David Chelmick: Consultants must produce a design that is commissionable and installable. We must have that when the contractor is appointed, which should preferably be before the design goes to tender.

John Grounds: At scheme design, or at least at a time when the contractor can influence the design and buildability.

David Chelmick: That will get you a commissionable building. So long as you let the commissioning engineer do his job.

Roderic Bunn: Its not just commissioning though, is it, it's also sea trials for the building to ensure that the systems are working in terms of the client's day-to-day requirements.

Paul Bradley: But all the contracts are geared to finish at practical completion. It is the culture of the industry to do the snagging and get off to the next job. There is no incentive for the contractor or the professional to stay.

David Chelmick: On any number of jobs you see commissioning valves all hidden behind ductwork, and you can't get at them. You don't have to be a rocket scientist to work out that the services should be co-ordinated so the valves are accessible.

Paul Bradley: It all comes down to human error. Sufficient time to do the job minimises that. We need people who know what they are doing, and who are paid for doing it. The BSRIA allocation of design responsibilities is a very good place to start1.

Roderic Bunn: Will computerised building models help in the years ahead?

David Chelmick: The use of object-oriented construction models in design will dramatically affect construction procurement.

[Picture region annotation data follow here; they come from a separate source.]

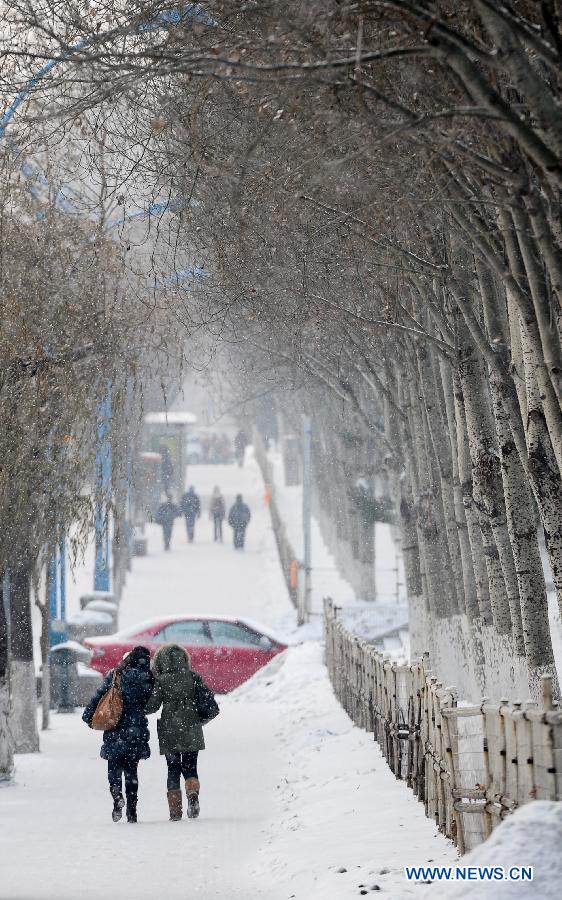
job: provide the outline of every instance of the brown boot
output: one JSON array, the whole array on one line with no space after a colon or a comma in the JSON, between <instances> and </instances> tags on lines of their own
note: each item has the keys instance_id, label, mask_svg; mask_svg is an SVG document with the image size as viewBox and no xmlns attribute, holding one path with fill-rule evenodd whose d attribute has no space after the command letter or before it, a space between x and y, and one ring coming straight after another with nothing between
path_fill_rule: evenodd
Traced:
<instances>
[{"instance_id":1,"label":"brown boot","mask_svg":"<svg viewBox=\"0 0 562 900\"><path fill-rule=\"evenodd\" d=\"M176 788L168 791L168 806L170 808L170 822L179 822L182 817L181 790Z\"/></svg>"},{"instance_id":2,"label":"brown boot","mask_svg":"<svg viewBox=\"0 0 562 900\"><path fill-rule=\"evenodd\" d=\"M185 779L185 793L187 795L187 818L196 819L199 815L199 779Z\"/></svg>"}]
</instances>

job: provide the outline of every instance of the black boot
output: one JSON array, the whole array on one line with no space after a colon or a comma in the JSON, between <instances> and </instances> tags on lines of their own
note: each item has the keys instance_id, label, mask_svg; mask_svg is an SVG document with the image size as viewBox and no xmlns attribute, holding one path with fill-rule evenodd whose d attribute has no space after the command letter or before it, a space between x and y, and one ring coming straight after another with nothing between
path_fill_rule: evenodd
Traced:
<instances>
[{"instance_id":1,"label":"black boot","mask_svg":"<svg viewBox=\"0 0 562 900\"><path fill-rule=\"evenodd\" d=\"M113 811L111 813L111 818L114 822L118 822L123 815L122 809L125 806L125 801L123 800L121 788L110 787L109 790L111 792L111 796L113 797Z\"/></svg>"},{"instance_id":2,"label":"black boot","mask_svg":"<svg viewBox=\"0 0 562 900\"><path fill-rule=\"evenodd\" d=\"M137 798L127 797L127 822L137 821Z\"/></svg>"}]
</instances>

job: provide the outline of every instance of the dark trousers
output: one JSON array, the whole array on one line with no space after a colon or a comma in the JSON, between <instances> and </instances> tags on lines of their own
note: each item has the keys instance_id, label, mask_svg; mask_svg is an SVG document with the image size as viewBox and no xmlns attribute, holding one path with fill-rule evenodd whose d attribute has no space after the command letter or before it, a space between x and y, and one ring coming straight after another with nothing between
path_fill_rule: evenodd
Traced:
<instances>
[{"instance_id":1,"label":"dark trousers","mask_svg":"<svg viewBox=\"0 0 562 900\"><path fill-rule=\"evenodd\" d=\"M139 790L137 776L139 761L129 756L120 756L117 759L107 761L107 780L109 787L116 791L123 790L123 775L125 776L125 794L129 802L136 803Z\"/></svg>"},{"instance_id":2,"label":"dark trousers","mask_svg":"<svg viewBox=\"0 0 562 900\"><path fill-rule=\"evenodd\" d=\"M172 528L174 526L170 523L169 525L162 525L162 534L164 536L164 550L170 549L170 541L172 540Z\"/></svg>"},{"instance_id":3,"label":"dark trousers","mask_svg":"<svg viewBox=\"0 0 562 900\"><path fill-rule=\"evenodd\" d=\"M246 528L235 528L234 529L234 549L235 550L243 550L244 549L244 541L246 540Z\"/></svg>"},{"instance_id":4,"label":"dark trousers","mask_svg":"<svg viewBox=\"0 0 562 900\"><path fill-rule=\"evenodd\" d=\"M168 763L168 790L176 791L180 786L180 778L197 778L197 750L187 753L166 753Z\"/></svg>"}]
</instances>

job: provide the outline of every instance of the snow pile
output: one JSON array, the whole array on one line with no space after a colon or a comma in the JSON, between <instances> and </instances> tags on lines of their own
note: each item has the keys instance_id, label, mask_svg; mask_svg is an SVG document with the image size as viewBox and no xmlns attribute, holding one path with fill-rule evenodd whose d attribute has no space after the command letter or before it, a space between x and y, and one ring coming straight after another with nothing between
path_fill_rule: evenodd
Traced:
<instances>
[{"instance_id":1,"label":"snow pile","mask_svg":"<svg viewBox=\"0 0 562 900\"><path fill-rule=\"evenodd\" d=\"M535 800L505 819L484 844L463 856L464 866L533 866L532 882L457 882L426 888L427 900L557 900L562 892L562 803Z\"/></svg>"},{"instance_id":2,"label":"snow pile","mask_svg":"<svg viewBox=\"0 0 562 900\"><path fill-rule=\"evenodd\" d=\"M425 888L406 882L404 865L456 862L372 736L337 703L317 643L289 648L227 702L273 713L283 760L256 887L269 878L287 898L347 900L380 890L406 900Z\"/></svg>"}]
</instances>

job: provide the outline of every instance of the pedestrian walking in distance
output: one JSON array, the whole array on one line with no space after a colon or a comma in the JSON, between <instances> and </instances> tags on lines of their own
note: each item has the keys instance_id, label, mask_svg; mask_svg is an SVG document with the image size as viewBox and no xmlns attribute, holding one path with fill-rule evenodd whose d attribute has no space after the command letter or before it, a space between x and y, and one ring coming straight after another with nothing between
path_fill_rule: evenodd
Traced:
<instances>
[{"instance_id":1,"label":"pedestrian walking in distance","mask_svg":"<svg viewBox=\"0 0 562 900\"><path fill-rule=\"evenodd\" d=\"M210 688L200 675L192 671L189 654L178 644L168 644L158 650L152 671L154 688L147 712L157 712L162 707L157 727L160 753L166 757L168 766L170 821L178 821L183 814L182 775L185 779L187 817L196 819L199 815L200 789L197 757L199 751L205 749L201 695L214 706L214 710L204 717L207 721L218 713L218 706Z\"/></svg>"},{"instance_id":2,"label":"pedestrian walking in distance","mask_svg":"<svg viewBox=\"0 0 562 900\"><path fill-rule=\"evenodd\" d=\"M242 499L242 494L236 495L236 501L233 506L230 508L230 512L228 514L228 524L232 528L234 534L234 549L235 550L243 550L244 542L246 540L246 528L248 527L248 523L252 517L250 513L250 507L247 503L244 503Z\"/></svg>"},{"instance_id":3,"label":"pedestrian walking in distance","mask_svg":"<svg viewBox=\"0 0 562 900\"><path fill-rule=\"evenodd\" d=\"M192 544L195 537L195 522L201 515L201 501L195 493L193 485L181 498L181 511L185 518L187 540Z\"/></svg>"},{"instance_id":4,"label":"pedestrian walking in distance","mask_svg":"<svg viewBox=\"0 0 562 900\"><path fill-rule=\"evenodd\" d=\"M226 505L219 487L213 491L209 514L213 520L214 539L222 543L222 523L226 516Z\"/></svg>"},{"instance_id":5,"label":"pedestrian walking in distance","mask_svg":"<svg viewBox=\"0 0 562 900\"><path fill-rule=\"evenodd\" d=\"M244 465L244 457L246 455L246 447L248 446L248 436L246 432L241 428L236 437L234 438L234 455L236 456L236 461L240 468Z\"/></svg>"},{"instance_id":6,"label":"pedestrian walking in distance","mask_svg":"<svg viewBox=\"0 0 562 900\"><path fill-rule=\"evenodd\" d=\"M170 549L170 541L172 540L172 531L174 528L174 519L180 515L180 511L172 500L170 494L167 494L156 513L156 522L162 526L162 536L164 538L164 550Z\"/></svg>"},{"instance_id":7,"label":"pedestrian walking in distance","mask_svg":"<svg viewBox=\"0 0 562 900\"><path fill-rule=\"evenodd\" d=\"M137 821L138 764L150 756L148 719L145 707L152 695L154 677L150 671L150 653L146 647L135 647L115 670L119 676L123 712L117 725L103 732L100 756L107 760L109 790L113 798L111 817L118 822L125 806L123 799L123 776L125 776L125 796L127 798L127 822ZM90 725L97 705L110 689L114 670L108 672L96 691L82 718ZM90 726L91 727L91 726Z\"/></svg>"}]
</instances>

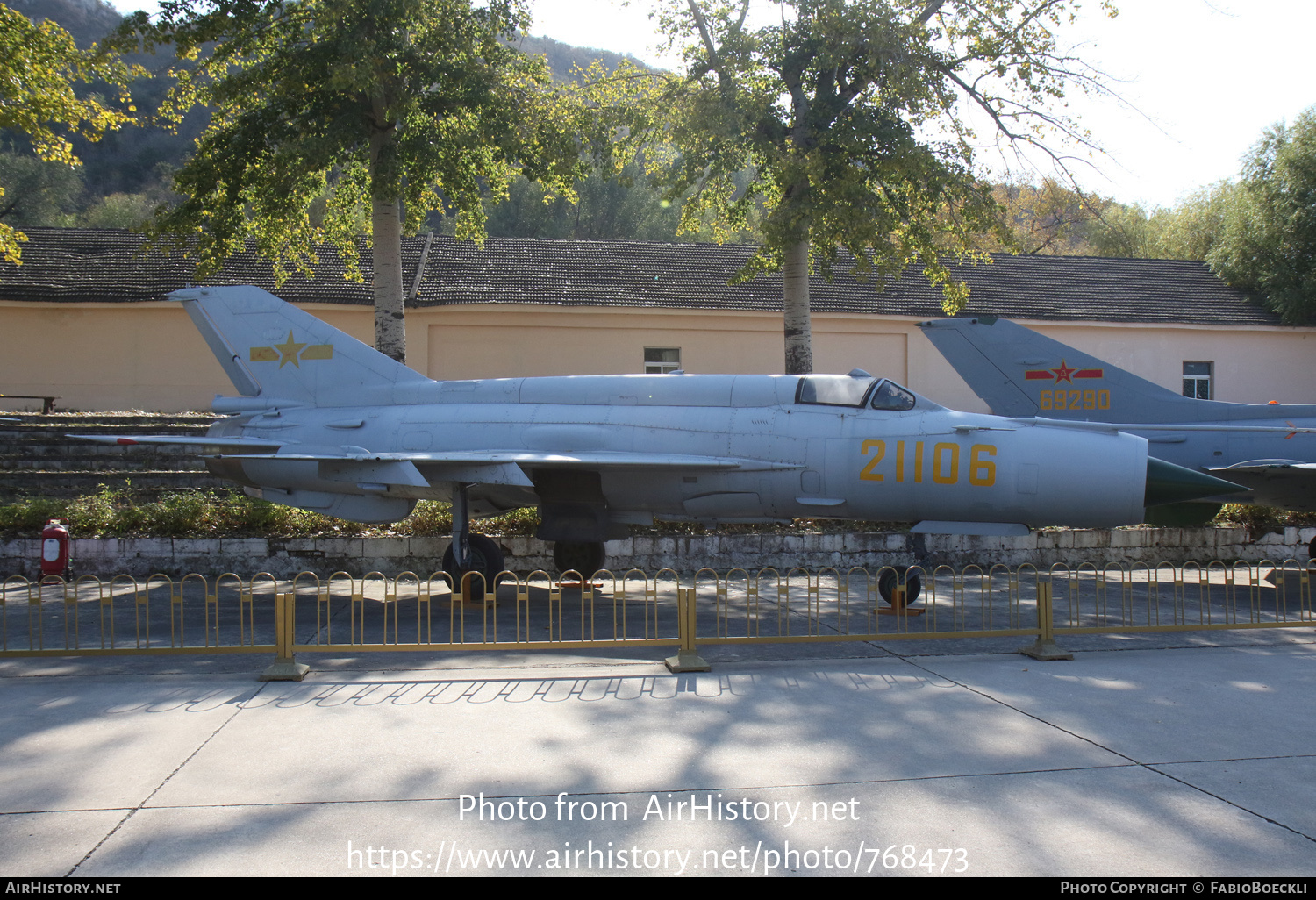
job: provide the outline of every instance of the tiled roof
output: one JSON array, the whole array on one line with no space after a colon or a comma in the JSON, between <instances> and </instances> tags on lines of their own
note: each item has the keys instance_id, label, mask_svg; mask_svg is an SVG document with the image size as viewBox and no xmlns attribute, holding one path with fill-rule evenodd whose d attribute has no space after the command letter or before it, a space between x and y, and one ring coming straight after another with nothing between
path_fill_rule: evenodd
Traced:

Within five years we will have boilers ordered over the Internet, with contractors drawings sent on e-mail with the bill of quantities sorted.

Roderic Bunn: Irrespective of how sophisticated the design system, there will always be a contractor who will circumvent designers' product choice.

David Chelmick: Yes, but the more you build it on a computer the more you get rid of that. Admittedly, this process will not eradicate human frailty.

Lewis Robertson: It won't mean better co-ordination, either. You still have to have your m&e contractor on board at the start.

John Grounds: I would like to see some way of measuring and validating co-ordination.

Paul Bradley: It's a quality assurance process. It's for someone other than the person that has drawn it to go through and check it.

Roderic Bunn: So quality assurance processes ought to include a time element, then? John Grounds: Yes, and validation.

Roderic Bunn: Do we need better feedback on the problems of poor co-ordination?

Paul Bradley:Feedback comes from the contractor saying: "It won't fit". You don't need to wait six months after the job to learn that. We need prevention, not cure. The best place to address a co-ordination problem is on the drawing board.

Lewis Robertson: That's right. It is far cheaper to rub it out on a drawing than to sort it out on site.

Conclusions

  • The m&e contractor and commissioning specialists should be on board prior to tender, preferably at the scheme design stage.
  • A non-construction-related project management qualification should be introduced, preferably by a new institution, but possibly championed by an existing body.
  • The main contractor’s responsibility for m&e design must be clearly defined in the brief, the procurement strategy and the contract.
  • In future, quality assurance procedures should include time elements and validation processes for future benchmarking.
  • The professions should actively support the development and application of single project models and electronic project databases.